Page MenuHomePhabricator

Implement "WMF Log Errors count" KPI
Closed, ResolvedPublic

Description

Definition: A measure of the rate of WMF Log Errors in production.

  • Need to clearly define the source of the data (eg: sampling rate of group0)

Goal: a downward trend, not upward... absolute numbers TBD

Purpose: a noisy log is not a useful log. We want to be able to trust our logs and quickly revert on sight if something starts complaining in them.

Event Timeline

greg raised the priority of this task from to Medium.
greg updated the task description. (Show Details)
greg added a project: Release-Engineering-Team.
greg added subscribers: greg, Aklapper, demon, mmodell.

Related but not the point of this KPI: Open tasks in the Wikimedia-production-error project over time:
https://phabricator.wikimedia.org/maniphest/report/burn/?project=PHID-PROJ-4uc7r7pdosfsk55qg7f6

(unfortunately I can't limit that query to things NOT in the "no prod impact" column....)

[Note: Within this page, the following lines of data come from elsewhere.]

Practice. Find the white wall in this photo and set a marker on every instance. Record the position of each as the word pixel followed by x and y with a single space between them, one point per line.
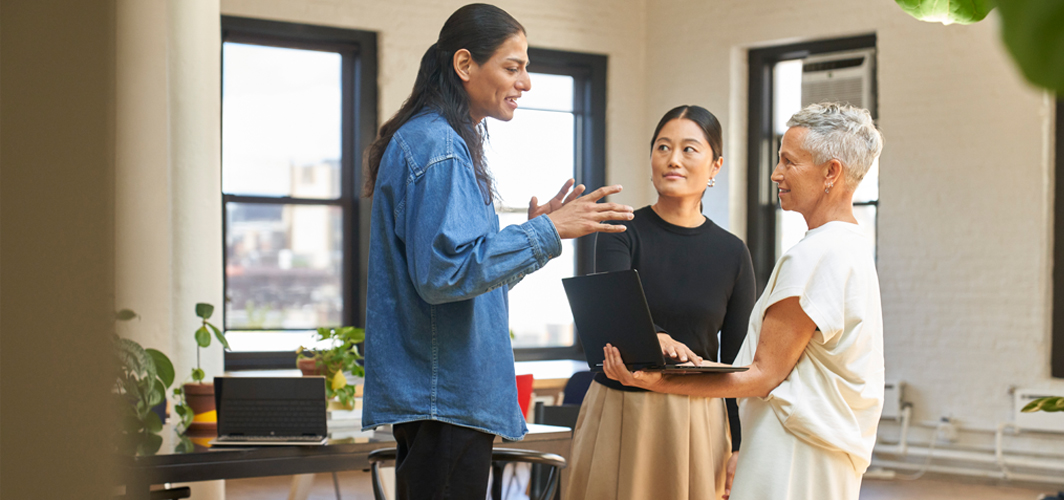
pixel 965 196
pixel 406 29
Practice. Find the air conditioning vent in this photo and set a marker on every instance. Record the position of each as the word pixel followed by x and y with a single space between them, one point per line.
pixel 840 77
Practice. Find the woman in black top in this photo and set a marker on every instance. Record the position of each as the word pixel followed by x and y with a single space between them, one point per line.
pixel 698 281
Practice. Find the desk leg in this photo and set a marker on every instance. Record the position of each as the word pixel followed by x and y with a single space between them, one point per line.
pixel 300 486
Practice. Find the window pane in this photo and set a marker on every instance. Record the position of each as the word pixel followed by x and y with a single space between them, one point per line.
pixel 549 92
pixel 531 155
pixel 283 266
pixel 538 311
pixel 786 94
pixel 281 121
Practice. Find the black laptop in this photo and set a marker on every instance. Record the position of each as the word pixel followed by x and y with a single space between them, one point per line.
pixel 611 307
pixel 270 411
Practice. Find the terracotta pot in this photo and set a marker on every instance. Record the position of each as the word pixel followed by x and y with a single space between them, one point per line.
pixel 200 397
pixel 309 366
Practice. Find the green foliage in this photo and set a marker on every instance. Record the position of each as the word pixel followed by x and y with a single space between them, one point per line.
pixel 342 357
pixel 203 311
pixel 1030 29
pixel 947 12
pixel 140 381
pixel 1033 32
pixel 1045 404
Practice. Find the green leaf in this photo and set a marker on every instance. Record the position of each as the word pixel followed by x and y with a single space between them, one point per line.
pixel 948 12
pixel 202 336
pixel 1045 404
pixel 204 310
pixel 220 336
pixel 125 315
pixel 1031 31
pixel 163 366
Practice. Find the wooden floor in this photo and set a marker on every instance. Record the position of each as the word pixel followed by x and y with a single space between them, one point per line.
pixel 355 486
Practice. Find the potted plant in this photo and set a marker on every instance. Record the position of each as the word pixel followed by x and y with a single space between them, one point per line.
pixel 140 382
pixel 332 363
pixel 198 394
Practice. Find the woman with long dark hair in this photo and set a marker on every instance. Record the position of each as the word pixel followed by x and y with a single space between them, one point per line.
pixel 698 279
pixel 439 366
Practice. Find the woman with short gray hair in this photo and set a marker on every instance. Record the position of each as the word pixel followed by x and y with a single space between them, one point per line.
pixel 812 397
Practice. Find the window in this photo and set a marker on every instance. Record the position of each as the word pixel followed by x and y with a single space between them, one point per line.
pixel 299 104
pixel 782 81
pixel 1058 339
pixel 557 133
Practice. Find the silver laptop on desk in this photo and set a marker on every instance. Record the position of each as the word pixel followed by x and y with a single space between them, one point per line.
pixel 270 411
pixel 611 307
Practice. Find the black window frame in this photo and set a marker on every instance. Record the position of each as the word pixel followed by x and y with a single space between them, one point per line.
pixel 761 198
pixel 589 98
pixel 359 128
pixel 1057 343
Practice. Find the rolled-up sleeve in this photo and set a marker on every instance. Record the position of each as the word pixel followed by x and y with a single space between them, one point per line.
pixel 454 250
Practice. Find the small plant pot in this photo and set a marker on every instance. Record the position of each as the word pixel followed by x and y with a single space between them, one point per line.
pixel 200 398
pixel 309 366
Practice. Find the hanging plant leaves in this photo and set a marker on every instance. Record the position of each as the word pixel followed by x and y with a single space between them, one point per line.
pixel 204 310
pixel 1045 404
pixel 202 336
pixel 1031 31
pixel 163 366
pixel 947 12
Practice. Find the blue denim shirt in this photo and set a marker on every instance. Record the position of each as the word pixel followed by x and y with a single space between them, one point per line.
pixel 437 334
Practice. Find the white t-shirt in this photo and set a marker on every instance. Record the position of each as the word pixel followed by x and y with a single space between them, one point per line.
pixel 834 395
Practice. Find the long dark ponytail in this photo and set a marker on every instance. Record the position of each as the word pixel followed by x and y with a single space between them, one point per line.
pixel 478 28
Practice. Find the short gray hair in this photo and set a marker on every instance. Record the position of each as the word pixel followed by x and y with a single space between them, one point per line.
pixel 841 132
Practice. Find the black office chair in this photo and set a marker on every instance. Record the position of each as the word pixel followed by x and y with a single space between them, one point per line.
pixel 500 456
pixel 564 415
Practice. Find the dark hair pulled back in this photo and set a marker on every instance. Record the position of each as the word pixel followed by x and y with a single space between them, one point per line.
pixel 480 29
pixel 702 117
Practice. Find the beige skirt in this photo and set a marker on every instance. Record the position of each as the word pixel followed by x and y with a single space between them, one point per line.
pixel 648 446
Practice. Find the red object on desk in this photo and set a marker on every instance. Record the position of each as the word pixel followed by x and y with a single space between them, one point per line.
pixel 525 393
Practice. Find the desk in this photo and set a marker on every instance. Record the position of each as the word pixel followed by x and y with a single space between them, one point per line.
pixel 347 450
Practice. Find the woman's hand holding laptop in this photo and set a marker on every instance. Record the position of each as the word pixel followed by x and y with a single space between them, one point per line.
pixel 677 350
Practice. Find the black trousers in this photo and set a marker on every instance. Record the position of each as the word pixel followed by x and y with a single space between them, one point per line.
pixel 441 461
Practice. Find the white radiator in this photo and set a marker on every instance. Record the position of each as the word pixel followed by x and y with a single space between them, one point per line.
pixel 1036 420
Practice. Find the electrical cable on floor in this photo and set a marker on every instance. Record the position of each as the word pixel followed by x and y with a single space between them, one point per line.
pixel 927 463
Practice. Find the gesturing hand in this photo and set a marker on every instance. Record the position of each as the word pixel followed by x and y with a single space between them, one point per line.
pixel 678 350
pixel 583 215
pixel 561 199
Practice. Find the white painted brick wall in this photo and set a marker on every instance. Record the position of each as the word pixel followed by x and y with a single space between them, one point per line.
pixel 965 201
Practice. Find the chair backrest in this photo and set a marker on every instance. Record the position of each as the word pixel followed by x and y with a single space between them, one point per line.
pixel 525 393
pixel 577 387
pixel 499 456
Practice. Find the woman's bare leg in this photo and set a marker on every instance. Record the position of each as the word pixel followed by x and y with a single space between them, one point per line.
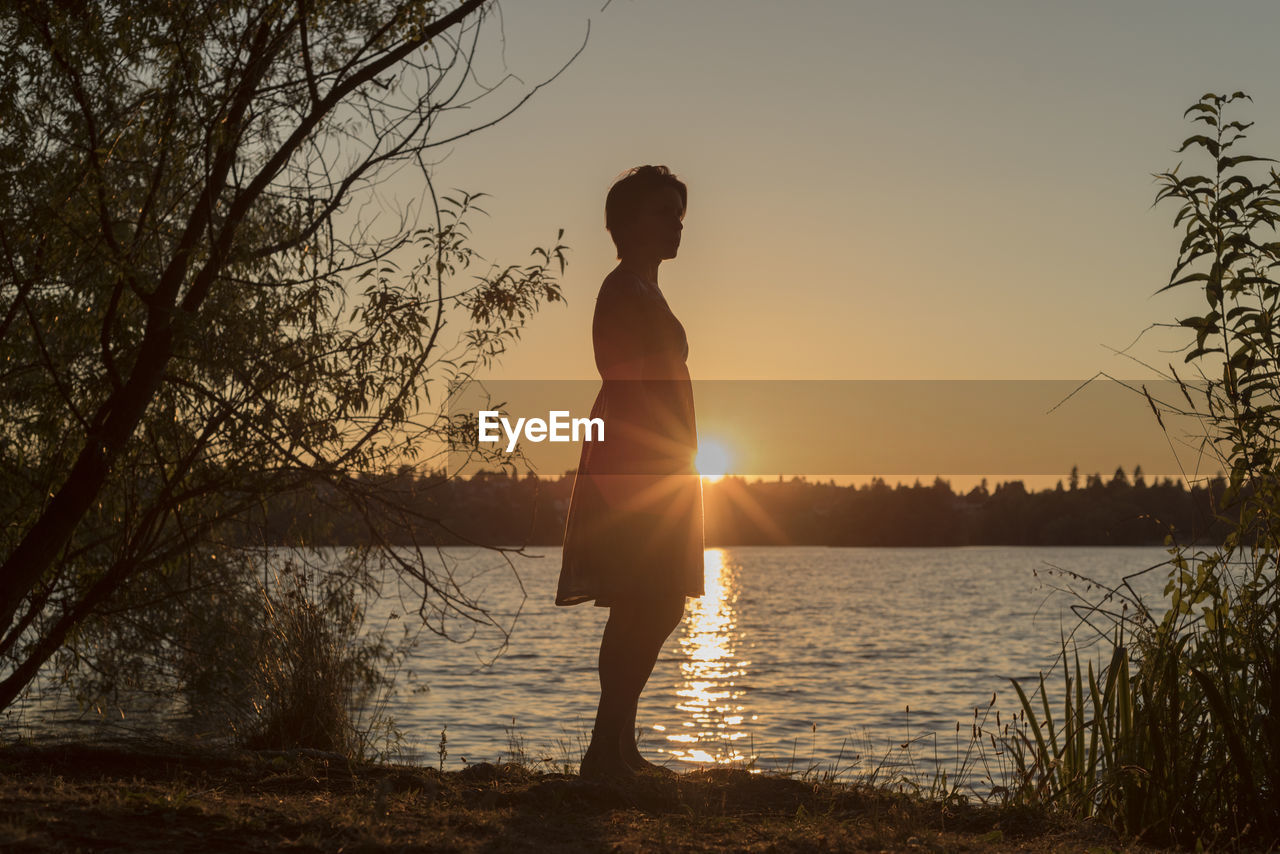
pixel 632 638
pixel 666 620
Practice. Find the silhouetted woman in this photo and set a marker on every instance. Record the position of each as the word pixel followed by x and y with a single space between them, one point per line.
pixel 634 538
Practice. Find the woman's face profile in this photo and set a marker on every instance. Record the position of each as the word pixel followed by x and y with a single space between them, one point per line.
pixel 657 227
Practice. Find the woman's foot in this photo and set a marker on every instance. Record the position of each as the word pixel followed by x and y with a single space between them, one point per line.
pixel 639 765
pixel 597 765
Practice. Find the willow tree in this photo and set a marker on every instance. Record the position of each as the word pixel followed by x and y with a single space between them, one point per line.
pixel 193 313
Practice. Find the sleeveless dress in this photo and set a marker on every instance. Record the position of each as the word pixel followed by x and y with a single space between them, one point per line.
pixel 635 519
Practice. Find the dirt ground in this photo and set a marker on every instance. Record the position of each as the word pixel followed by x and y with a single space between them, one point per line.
pixel 76 798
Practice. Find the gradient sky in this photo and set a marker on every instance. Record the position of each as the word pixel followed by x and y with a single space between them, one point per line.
pixel 878 190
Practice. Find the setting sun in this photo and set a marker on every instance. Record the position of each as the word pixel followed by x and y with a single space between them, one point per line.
pixel 712 460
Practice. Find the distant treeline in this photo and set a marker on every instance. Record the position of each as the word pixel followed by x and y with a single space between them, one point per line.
pixel 511 510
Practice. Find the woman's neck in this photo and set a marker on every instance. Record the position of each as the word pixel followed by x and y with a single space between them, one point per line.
pixel 645 268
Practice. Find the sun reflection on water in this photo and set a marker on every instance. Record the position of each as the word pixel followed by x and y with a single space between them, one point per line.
pixel 711 672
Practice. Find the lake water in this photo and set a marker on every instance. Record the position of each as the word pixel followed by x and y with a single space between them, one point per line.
pixel 796 658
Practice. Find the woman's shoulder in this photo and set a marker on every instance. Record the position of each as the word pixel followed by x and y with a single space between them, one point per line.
pixel 625 284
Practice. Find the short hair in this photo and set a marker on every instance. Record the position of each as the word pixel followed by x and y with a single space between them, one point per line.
pixel 622 204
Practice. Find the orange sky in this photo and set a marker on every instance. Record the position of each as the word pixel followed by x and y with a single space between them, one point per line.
pixel 877 190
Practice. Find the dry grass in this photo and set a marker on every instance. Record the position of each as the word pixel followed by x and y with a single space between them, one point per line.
pixel 78 798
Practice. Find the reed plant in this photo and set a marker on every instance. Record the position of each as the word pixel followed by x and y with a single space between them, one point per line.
pixel 1178 736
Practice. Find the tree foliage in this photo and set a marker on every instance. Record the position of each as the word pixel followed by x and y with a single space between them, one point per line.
pixel 195 313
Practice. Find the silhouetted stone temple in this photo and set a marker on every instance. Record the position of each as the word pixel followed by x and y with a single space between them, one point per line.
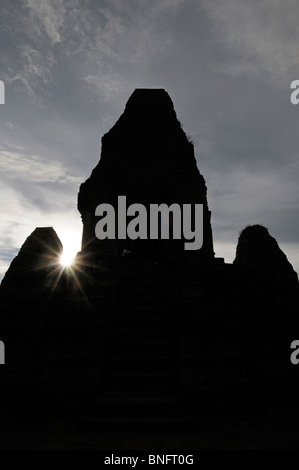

A little bit of explanation about what stats we're tracking here and what the goals are for them:

  • MW error logs by severity - Ideally anything WARNING/FATAL/ERROR level approaches zero (see T115630). INFO/DEBUG level stats are probably mostly ok, although we should investigate some of the louder ones to see if they're truly useful and being looked at. If not, we're just logging extra bytes.
  • HHVM error logs by severity - All should approach zero.
  • Apache syslogs - These are all ERROR level, so should be dealt with so this graph reads zero. Will likely require some SRE help.
  • OOM - We don't have a lot of these, which is good. We want to keep it that way. Anything appearing on this graph is a bad day really and needs to be tracked down. The graph can likely be tweaked further to make sure the very few OOMs we do have actually show up.
  • MW logs by channel - Mostly a useful table to see the breakdown of where the MW logs are coming from. Won't ever really be zero, not really a part of the KPI either.

I have edited the releng main board https://grafana.wikimedia.org/dashboard/db/releng-main-page to list out all dashboards tagged releng. Such dashboard list is a feature of Grafana 2.x we recently got installed.

The production logging one now shows up at https://grafana.wikimedia.org/dashboard/db/releng-main-page

I haven't done it on the boards I created, but one can add a text block that can be used as an introduction. Ie copy paste your previous comment :-}

I am very happy to see those graphs well done!